If this total monthly payment will be $2,000 and gross monthly income is $6,000, the debt ratio is then 33. $2,000 represents 33 percent of $6,000. A secondary ratio then adds other monthly credit obligations such as a car payment or student loan payments. It’s relatively easy to arrive at these numbers by looking at a borrower’s monthly pay check which shows gross monthly income. But it’s not so easy sometimes when reviewing someone that is self-employed and doesn’t get a regular pay check on the 1st and 15th.
Self-employment income will vary from month to month. Someone might have a very good month and then the next month not so much. So, what does a lender do? To arrive at a gross monthly income amount for qualifying, lenders look at the last two years of tax returns, personal and business. Net business income, gross income less operating expenses, is added up over the last two years.

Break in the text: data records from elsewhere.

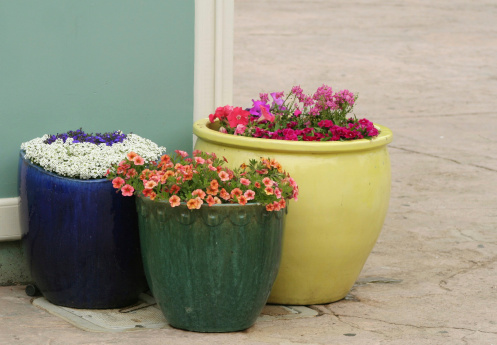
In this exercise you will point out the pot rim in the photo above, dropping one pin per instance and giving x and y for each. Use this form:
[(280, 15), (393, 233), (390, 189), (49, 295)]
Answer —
[(55, 175), (203, 129)]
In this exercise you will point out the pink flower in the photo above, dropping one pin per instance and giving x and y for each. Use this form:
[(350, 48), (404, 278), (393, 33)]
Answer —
[(242, 200), (199, 160), (138, 160), (221, 113), (240, 129), (118, 182), (174, 201), (224, 176), (245, 181), (238, 116), (149, 184), (127, 190), (181, 153), (249, 194), (236, 192), (267, 181)]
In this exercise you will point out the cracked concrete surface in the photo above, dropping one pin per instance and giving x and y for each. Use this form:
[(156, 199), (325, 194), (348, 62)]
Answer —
[(425, 69)]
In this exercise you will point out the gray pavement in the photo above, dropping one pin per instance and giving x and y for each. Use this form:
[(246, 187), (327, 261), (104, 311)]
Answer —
[(428, 71)]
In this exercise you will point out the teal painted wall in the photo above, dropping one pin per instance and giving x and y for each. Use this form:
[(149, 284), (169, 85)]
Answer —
[(101, 65)]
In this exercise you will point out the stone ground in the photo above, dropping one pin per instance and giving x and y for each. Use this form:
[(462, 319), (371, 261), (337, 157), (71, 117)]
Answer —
[(428, 71)]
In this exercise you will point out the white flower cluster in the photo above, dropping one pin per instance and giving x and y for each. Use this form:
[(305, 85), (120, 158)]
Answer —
[(87, 160)]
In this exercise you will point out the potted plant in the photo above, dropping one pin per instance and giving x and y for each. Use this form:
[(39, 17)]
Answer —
[(79, 236), (210, 236), (343, 168)]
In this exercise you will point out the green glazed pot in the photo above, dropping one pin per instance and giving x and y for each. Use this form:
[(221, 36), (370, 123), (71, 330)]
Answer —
[(212, 269)]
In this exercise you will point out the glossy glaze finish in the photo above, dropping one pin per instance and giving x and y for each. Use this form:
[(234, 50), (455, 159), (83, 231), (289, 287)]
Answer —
[(331, 230), (212, 269), (81, 240)]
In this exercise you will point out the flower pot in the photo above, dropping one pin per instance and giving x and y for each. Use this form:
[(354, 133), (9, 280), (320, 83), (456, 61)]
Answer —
[(80, 238), (212, 269), (331, 230)]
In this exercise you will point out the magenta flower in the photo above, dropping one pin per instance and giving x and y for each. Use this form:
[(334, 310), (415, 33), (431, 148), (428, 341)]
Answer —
[(238, 116)]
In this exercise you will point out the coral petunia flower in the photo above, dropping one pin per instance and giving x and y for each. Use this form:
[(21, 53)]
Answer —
[(249, 194), (210, 200), (276, 206), (118, 182), (245, 181), (191, 204), (224, 194), (236, 192), (224, 176), (149, 184), (174, 201), (127, 190), (138, 160)]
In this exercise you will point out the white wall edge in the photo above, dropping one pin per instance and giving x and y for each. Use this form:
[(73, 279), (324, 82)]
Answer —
[(10, 229), (213, 65)]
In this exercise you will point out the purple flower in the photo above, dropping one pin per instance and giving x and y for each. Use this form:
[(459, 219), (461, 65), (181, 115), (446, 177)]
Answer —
[(256, 109)]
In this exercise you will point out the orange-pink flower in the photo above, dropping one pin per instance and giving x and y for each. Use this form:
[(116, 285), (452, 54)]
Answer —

In addition to income listed on the tax returns, lenders will also request a year-to-date profit and loss statement. This amount is added to the amounts gleaned from tax returns and averaged together to arrive at a qualifying amount. Lenders can also look at copies of bank statements which will reflect deposits resulting from business income.
Lenders want to see year to year amount be relatively similar. Wild swings from one year to the next can cause problems, especially so if last year’s tax returns showed much less income than the previous year. This can alert the underwriter the business may no longer be viable and require the borrowers to explain the drop in income. Finally, loan guidelines ask the borrowers be self-employed for at least two years.
The self-employed borrower can expect to provide more paperwork to the lender compared to someone who is not self-employed and underwritten a bit differently. However, if you’re self-employed, your loan officer can provide you with a list of needed documentation upfront to make sure loan application sails through.